Dr. Thomas McCall, the Senior Theologian of our ministry, has written many articles for the Levitt Letter. He holds a Th.M. in Old Testament studies and a Th.D. in Semitic languages and Old Testament. He has served as Zola’s co-author, mentor, pastor, and friend for nearly 30 years.

This article appeared originally in the February 2006 Levitt Letter.
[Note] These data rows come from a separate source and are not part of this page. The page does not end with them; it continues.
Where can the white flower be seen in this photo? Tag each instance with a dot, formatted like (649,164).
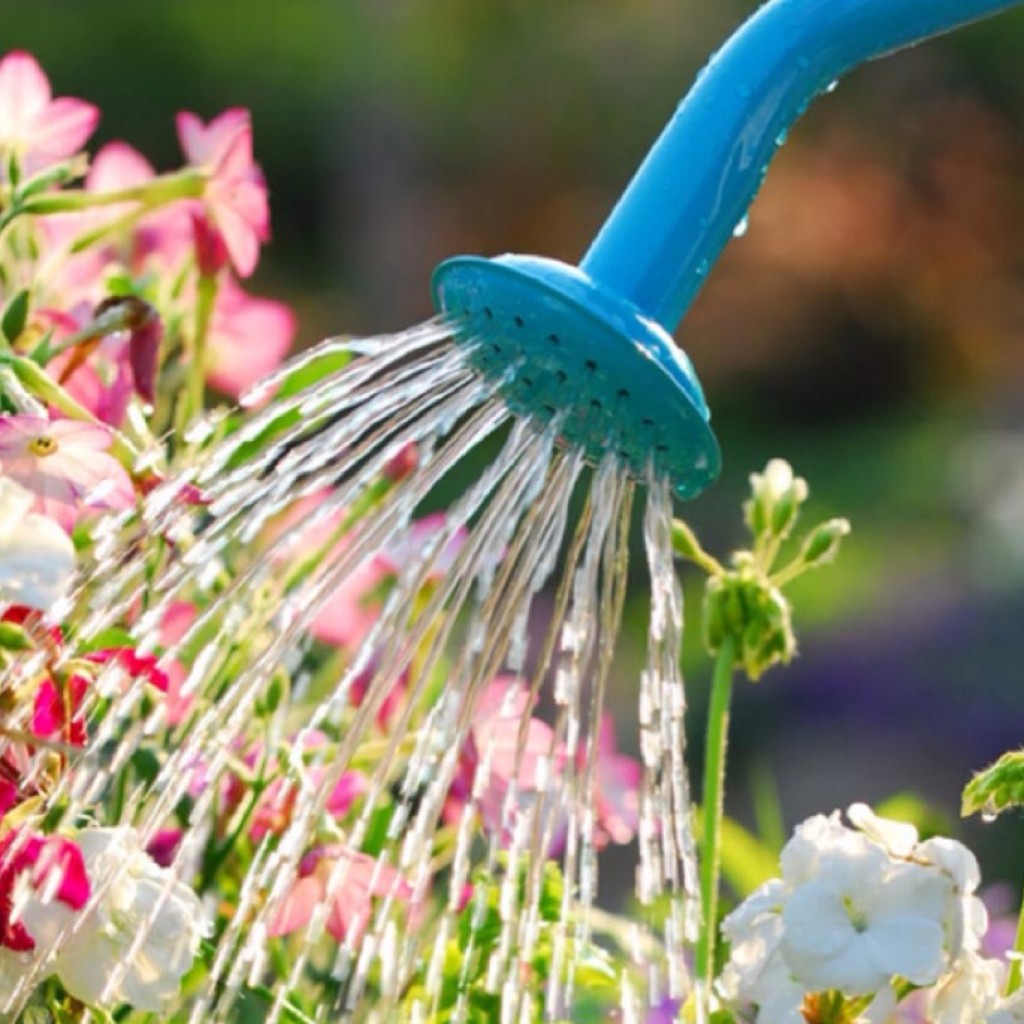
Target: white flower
(855,909)
(13,967)
(968,991)
(135,939)
(37,557)
(1011,1012)
(863,922)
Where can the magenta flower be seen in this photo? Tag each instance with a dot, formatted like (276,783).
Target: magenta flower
(8,796)
(248,338)
(56,713)
(51,865)
(616,788)
(66,464)
(235,199)
(38,128)
(162,237)
(494,747)
(348,895)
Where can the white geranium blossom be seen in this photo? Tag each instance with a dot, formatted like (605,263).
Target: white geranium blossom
(37,557)
(756,972)
(1009,1012)
(135,939)
(968,991)
(855,909)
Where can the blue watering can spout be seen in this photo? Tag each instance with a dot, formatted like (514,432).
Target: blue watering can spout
(590,346)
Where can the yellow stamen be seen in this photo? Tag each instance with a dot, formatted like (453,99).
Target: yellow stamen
(43,445)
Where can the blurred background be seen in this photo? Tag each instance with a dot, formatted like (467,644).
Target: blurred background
(869,327)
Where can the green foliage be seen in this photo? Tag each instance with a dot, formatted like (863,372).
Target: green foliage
(743,604)
(996,787)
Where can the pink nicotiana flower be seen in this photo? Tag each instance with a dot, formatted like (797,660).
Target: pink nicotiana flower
(66,464)
(248,338)
(102,382)
(346,882)
(177,621)
(235,199)
(349,613)
(494,748)
(38,128)
(279,799)
(8,796)
(159,241)
(52,866)
(56,714)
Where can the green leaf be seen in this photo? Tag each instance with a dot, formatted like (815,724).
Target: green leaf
(747,862)
(14,315)
(996,788)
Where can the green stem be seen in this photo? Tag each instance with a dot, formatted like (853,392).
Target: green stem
(166,188)
(195,396)
(714,791)
(1014,976)
(45,388)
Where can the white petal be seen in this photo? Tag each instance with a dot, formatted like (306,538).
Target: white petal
(954,859)
(907,947)
(815,923)
(897,838)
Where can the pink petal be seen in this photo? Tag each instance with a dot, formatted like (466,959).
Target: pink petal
(249,338)
(25,90)
(192,135)
(297,907)
(8,796)
(235,144)
(61,130)
(241,239)
(117,166)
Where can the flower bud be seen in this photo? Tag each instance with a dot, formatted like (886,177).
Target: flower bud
(995,788)
(821,545)
(775,499)
(743,606)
The following analysis by Dr. Thomas McCall, senior theologian of our ministry, was actually prepared for a talk I gave at the Pre-Tribulation Conference in December, 2005. Many theologians were in the audience, and Tom and I attempted to clarify the Israeli position on Gaza and how it may lead into the End Times. — Zola

Israeli Views

The Sharon Position. The most dramatic recent event in the development of modern Israel was the Gaza withdrawal, in which thousands of Jewish settlers were forcibly evacuated from their homes in the Gaza area and resettled elsewhere in Israel. The images that were seen on our TVs over several days are burned on our minds — Jews being removed by Israeli soldiers from their homes and synagogues, with considerable resistance. The Gaza withdrawal was ordered by the Ariel Sharon government and backed by the Bush administration, as part of the Roadmap for Peace program to establish a Palestinian state alongside the Israeli state.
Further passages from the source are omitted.